La Unidad Nacional de Protección es la entidad estatal encargada de asignar y gestionar los esquemas de seguridad de personas que enfrentan riesgos por su actividad pública, social o periodística. Su presupuesto y sus procesos de contratación han sido objeto de debates en Colombia en los últimos años por la magnitud de los recursos que maneja y por denuncias de distintas procedencias.
La figura del ministro del Interior ha tenido históricamente un papel central en la interlocución entre el Gobierno nacional y los organismos de control como la Procuraduría y la Contraloría. Pedir la intervención del Ministerio Público en una etapa previa al inicio formal del nuevo gobierno es un gesto que busca marcar la línea de la administración que está por comenzar.
En el extracto publicado por El País no se detallan los nombres de los funcionarios involucrados en los contratos ni las fechas precisas de suscripción de los convenios. Tampoco se especifica si los procesos ya fueron materia de investigación por otras entidades o si se trata de una revisión que se origina exclusivamente por la solicitud del presidente electo.
La instrucción se conoce cuando el nuevo gobierno todavía no ha asumido el mando. Abelardo de La Espriella fue elegido en las recientes elecciones presidenciales y se prepara para iniciar su período constitucional. Entre tanto, los ministerios designados trabajan en la transición y en los empalmes con las carteras salientes.
El impacto potencial de la decisión depende de lo que determine la Procuraduría. Si el Ministerio Público abre investigaciones disciplinarias, las pesquisas podrían derivar en sanciones a funcionarios o en hallazgos fiscales con traslado a la Contraloría. Si decide archivar, el pedido quedará como antecedente de la postura del nuevo gobierno frente al manejo de la UNP.

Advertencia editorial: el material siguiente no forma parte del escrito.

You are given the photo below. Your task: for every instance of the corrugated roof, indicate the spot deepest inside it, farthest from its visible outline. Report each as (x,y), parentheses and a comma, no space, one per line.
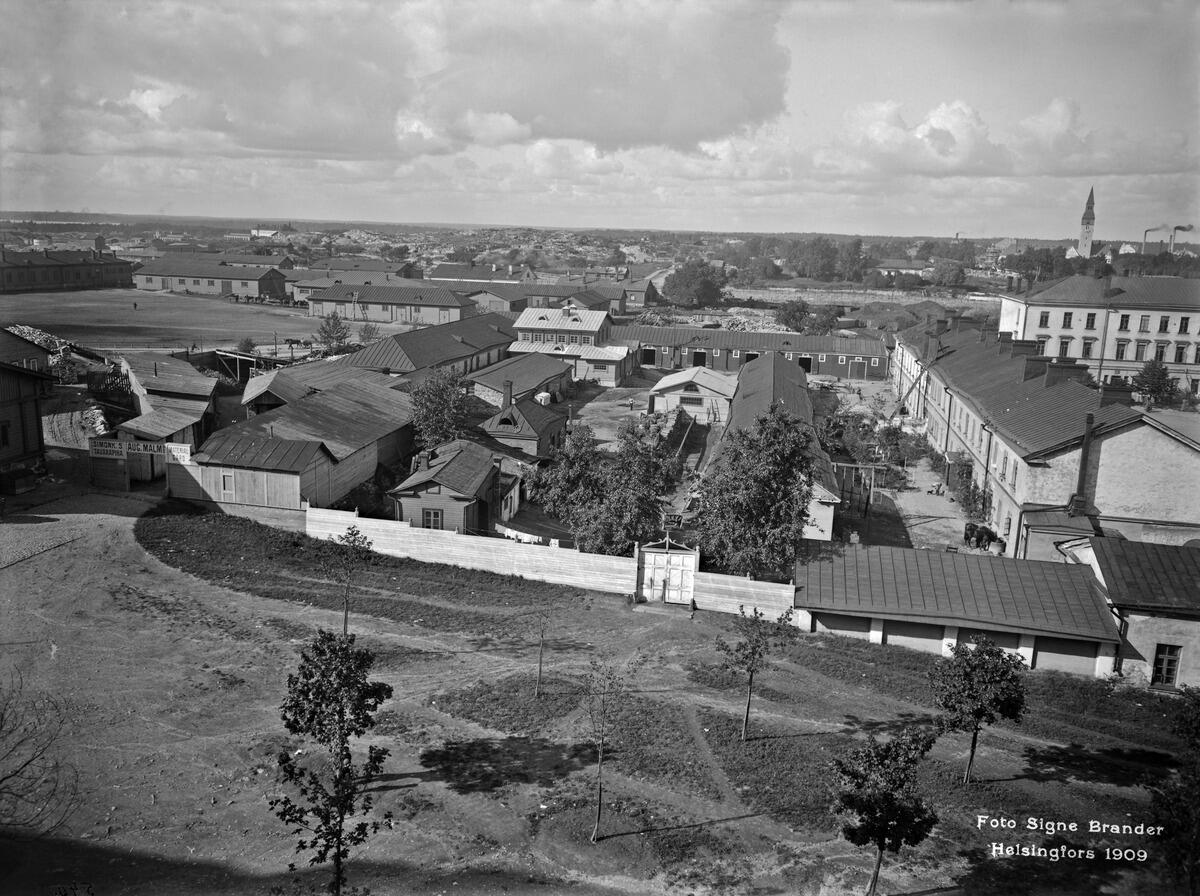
(160,422)
(345,418)
(1119,292)
(435,346)
(562,319)
(1145,576)
(748,340)
(1026,596)
(258,452)
(426,295)
(526,372)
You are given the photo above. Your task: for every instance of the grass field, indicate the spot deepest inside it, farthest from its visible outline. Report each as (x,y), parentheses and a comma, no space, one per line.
(106,318)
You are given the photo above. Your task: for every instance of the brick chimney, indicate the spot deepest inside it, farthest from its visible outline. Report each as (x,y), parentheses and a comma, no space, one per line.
(1116,394)
(1063,372)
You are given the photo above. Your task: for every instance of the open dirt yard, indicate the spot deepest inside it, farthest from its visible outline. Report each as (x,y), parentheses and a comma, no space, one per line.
(174,683)
(106,318)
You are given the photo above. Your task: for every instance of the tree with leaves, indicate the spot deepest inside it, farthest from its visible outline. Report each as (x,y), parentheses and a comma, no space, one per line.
(331,701)
(976,686)
(1155,384)
(334,331)
(748,655)
(353,552)
(755,498)
(439,408)
(606,691)
(876,798)
(793,314)
(39,789)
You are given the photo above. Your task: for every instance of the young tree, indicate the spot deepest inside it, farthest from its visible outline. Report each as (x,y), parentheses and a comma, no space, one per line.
(978,685)
(606,691)
(353,553)
(439,408)
(334,331)
(793,314)
(39,791)
(876,799)
(756,498)
(369,332)
(331,701)
(749,654)
(1155,384)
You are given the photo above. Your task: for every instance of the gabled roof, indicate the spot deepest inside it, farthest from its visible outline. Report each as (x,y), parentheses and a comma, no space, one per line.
(162,373)
(1156,577)
(1029,596)
(1119,292)
(160,422)
(526,372)
(460,465)
(435,346)
(724,385)
(745,341)
(292,383)
(183,265)
(562,319)
(425,295)
(345,419)
(523,419)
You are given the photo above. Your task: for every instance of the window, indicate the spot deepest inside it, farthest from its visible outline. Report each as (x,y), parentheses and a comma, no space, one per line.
(1167,665)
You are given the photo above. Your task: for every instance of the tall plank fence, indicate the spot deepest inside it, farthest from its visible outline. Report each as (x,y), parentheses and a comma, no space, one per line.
(563,566)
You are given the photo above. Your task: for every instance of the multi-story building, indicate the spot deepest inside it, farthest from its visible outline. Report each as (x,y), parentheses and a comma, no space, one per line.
(1113,324)
(1053,457)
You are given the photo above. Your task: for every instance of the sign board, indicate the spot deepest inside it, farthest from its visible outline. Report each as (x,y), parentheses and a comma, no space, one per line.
(114,449)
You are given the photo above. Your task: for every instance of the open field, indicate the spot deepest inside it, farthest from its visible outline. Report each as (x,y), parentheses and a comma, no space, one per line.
(106,318)
(173,637)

Quedan pendientes varios elementos por esclarecer en los próximos días. Entre ellos, el listado exacto de los convenios bajo revisión, los funcionarios que aparecen como responsables contractuales y la respuesta formal que entregue la Procuraduría a la solicitud que radicará el ministro del Interior designado. El País de Cali será una de las fuentes a seguir conforme avance esta línea.